President Trump and former Vice President Joe Biden will meet face to face for the first time on Tuesday for a highly anticipated debate that could set the course for the five remaining weeks of the campaign.

The clash will present both candidates with an opportunity to frame the choice before voters this November, to lay out their case and prosecute the case against each other.

But it will also give both candidates the opportunity to commit gaffes that will define them in the minds of voters. In an election in which so few voters remain undecided, the prospect of a self-inflicted wound — a forgetful moment, an awkward line, a slip of the tongue — is a greater threat to either Trump or Biden than anything they might say about each other.

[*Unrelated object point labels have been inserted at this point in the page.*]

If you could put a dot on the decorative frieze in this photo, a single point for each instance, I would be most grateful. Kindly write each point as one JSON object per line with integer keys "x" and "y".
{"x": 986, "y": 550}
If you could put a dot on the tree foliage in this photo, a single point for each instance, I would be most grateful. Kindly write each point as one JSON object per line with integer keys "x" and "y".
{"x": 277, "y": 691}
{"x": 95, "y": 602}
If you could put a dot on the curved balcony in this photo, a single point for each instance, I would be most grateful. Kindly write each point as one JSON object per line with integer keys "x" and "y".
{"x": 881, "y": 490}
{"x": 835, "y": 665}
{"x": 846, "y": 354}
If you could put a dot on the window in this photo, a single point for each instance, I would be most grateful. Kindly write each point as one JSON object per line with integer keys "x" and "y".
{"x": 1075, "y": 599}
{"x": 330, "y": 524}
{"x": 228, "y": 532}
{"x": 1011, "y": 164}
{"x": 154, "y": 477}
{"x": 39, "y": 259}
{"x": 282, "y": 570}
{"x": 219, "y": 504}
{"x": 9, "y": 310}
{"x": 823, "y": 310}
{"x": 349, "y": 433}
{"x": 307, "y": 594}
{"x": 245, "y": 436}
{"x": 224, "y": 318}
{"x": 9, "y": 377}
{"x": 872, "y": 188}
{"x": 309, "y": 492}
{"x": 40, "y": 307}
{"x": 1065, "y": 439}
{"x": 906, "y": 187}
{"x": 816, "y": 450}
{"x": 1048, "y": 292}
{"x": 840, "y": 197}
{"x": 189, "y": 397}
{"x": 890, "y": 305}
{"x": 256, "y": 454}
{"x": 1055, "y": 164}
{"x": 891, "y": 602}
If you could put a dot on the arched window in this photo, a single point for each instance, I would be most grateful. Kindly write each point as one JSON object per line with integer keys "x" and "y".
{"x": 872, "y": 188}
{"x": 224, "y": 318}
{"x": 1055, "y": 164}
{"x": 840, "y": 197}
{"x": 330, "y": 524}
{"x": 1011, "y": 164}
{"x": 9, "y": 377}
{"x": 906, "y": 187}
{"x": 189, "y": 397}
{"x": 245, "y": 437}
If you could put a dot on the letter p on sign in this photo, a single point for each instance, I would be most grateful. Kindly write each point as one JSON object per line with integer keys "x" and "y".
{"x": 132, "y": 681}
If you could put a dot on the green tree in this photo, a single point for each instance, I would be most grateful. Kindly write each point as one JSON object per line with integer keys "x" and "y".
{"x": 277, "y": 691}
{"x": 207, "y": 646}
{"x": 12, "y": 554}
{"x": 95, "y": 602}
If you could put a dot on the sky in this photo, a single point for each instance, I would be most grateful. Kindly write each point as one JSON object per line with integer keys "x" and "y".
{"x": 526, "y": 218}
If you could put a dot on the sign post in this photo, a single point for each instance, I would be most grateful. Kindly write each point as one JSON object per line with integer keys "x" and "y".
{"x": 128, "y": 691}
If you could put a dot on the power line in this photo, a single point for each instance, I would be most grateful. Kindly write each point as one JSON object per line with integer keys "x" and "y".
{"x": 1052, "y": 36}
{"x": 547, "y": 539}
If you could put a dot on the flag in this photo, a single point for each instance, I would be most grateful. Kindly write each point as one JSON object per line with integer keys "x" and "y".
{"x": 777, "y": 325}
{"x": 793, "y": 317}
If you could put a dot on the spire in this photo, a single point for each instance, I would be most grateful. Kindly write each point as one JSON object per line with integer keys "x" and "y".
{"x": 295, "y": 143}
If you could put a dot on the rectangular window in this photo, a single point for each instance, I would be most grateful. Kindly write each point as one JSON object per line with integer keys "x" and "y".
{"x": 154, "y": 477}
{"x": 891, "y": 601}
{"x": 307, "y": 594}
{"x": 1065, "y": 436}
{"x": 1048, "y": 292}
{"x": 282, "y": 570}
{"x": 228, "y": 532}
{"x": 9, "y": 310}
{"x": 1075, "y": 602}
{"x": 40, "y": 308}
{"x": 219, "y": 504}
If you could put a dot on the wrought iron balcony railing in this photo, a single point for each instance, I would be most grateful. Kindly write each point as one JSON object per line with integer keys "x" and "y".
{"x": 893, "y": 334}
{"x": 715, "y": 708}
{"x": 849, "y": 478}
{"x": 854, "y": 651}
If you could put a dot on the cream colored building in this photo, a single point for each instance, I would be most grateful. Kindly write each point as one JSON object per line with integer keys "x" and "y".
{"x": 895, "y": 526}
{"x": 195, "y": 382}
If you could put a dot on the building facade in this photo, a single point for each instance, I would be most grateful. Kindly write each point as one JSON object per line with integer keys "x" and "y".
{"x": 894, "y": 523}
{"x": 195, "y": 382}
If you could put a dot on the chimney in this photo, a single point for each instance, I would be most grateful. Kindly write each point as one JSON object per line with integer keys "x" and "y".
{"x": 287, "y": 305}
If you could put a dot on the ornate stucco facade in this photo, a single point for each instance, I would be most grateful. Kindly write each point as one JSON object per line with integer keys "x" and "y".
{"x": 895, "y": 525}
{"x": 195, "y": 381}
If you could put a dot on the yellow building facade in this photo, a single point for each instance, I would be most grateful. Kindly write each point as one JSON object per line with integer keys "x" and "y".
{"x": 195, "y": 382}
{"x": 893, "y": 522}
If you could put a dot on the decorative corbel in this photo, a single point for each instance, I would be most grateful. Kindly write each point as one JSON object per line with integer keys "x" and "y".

“A debate does not change a lot of minds. Most people come to the debate when we get to this point in a long campaign and they’re committed. They’re viewing the debate for reinforcement and motivation,” said Mitchell McKinney, director of the Political Communication Institute at the University of Missouri.

The primary goal Trump and Biden must achieve isn’t to win, debate historians and experts said. It’s to not lose.

“What you want to do is you want to hold your base, so you try not to lose, basically. You try to avoid the big gaffe, the misstatement,” said Joseph Tuman, a political communications expert at San Francisco State University.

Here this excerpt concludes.